CONNECTED HEALTH CONFERENCE • SAVE THE DATE • October 16-18, 2019 • Boston, MA
By John Sharp, Director of Thought Advisory, Personal Connected Health Alliance.
Design is one of our key themes for the Connected Health Conference. Join us in Boston this October 2019 to hear more about designing apps and devices for personal connected health.
In the past few months, there were two major announcements highlighting the launch of wellness programs, both with the potential to impact large populations of users. In September 2018, at the Health 2.0 Annual Conference, Walmart announced a new wellness app for its employees. In February 2019, Aetna announced a new wellness app for its members at a launch event in Boston. Both of these apps have a strong foundation in evidence-based behavior change and yet have simple design features.
Attain, Aetna’s New Health App
With 93 million Aetna plan members, and their 2018 acquisition of CVS, Aetna has the ability to scale this platform beyond most consumer wearable solutions. At the announcement of the Attain program from Aetna, they presented not only the research behind the app testing by Vitality, but also the security around the data through Apple’s policy of putting privacy first. The design of the app, both on the Apple Watch and the iPhone app, emphasizes simplicity and a step-wise process, from activity and healthy actions to rewards. The steps are straightforward with a clear display of progress in each activity by day and by week. Health dashboards like this can be effective but only if they provide relevant data which is personalized and motivating. The addition of a mini-dashboard on the smart watch provides more continuous feedback which can enhance motivation. Initially, they are asking members to sign-up for the opportunity to join the program.
Fresh Tri, Walmart’s Nutrition Behavior App
Walmart announced the launch of their employee Health and Wellness app at the Health 2.0 Annual Conference in September 2018. Called Fresh Tri, the app was also developed based on behavior science principles through Kyra Bobinet, CEO and founder of engagedIN. Based on concepts from B.J. Fogg and the Stanford Pervasive Tech Lab, the design is both simple and elegant.

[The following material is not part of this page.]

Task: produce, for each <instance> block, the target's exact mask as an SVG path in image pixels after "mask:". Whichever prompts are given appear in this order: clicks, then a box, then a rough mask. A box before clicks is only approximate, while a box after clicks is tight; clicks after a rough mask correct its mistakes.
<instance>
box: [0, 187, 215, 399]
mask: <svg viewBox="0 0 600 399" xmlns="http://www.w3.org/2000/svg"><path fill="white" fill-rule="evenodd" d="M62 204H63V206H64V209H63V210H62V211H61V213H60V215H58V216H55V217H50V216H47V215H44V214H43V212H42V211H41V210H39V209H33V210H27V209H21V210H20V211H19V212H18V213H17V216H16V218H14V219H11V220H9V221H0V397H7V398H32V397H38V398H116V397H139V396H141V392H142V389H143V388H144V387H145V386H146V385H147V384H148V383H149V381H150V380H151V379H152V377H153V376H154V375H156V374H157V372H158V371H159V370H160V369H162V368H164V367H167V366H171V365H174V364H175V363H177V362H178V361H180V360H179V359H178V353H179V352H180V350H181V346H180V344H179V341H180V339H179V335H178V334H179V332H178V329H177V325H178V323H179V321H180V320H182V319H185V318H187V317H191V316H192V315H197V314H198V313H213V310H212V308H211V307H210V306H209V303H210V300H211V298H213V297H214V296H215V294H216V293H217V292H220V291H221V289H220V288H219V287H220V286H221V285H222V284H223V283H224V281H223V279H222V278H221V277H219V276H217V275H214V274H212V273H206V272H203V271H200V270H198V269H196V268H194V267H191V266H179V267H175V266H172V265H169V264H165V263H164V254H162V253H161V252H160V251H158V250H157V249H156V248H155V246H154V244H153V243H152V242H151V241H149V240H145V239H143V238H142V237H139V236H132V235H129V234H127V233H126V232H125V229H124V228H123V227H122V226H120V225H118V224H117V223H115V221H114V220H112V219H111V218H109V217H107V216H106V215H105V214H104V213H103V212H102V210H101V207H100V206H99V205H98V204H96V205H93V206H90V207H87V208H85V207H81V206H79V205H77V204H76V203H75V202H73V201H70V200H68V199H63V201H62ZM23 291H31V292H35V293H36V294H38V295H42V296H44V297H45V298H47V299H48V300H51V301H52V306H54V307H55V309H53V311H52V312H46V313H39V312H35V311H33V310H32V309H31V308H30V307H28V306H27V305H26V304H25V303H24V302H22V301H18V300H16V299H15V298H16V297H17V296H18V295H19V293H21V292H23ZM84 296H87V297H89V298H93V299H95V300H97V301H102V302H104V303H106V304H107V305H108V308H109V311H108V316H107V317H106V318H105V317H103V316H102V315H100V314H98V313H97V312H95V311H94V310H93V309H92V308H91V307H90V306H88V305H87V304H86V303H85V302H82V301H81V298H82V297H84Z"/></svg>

It was designed based on interviews with a wide variety of employees, another important design principle. The app invites the user to select an activity to try each week. This achieves both some personalization (instead of activities being imposed) and avoids the sense of failure often associated with attempts to improve one’s health. By limiting the choices to a few simple icons, the app makes health habits more achievable. The app also asks the user to engage others in support their choice of healthy activities, creating social support for change.
With the potential of creating healthy changes for its 2.2 million employees, the potential impact at scale is significant. For both of these apps, I am hopeful that results of their effectiveness at scale will be reported in the near future. Also, it will be important to report the durability of that change.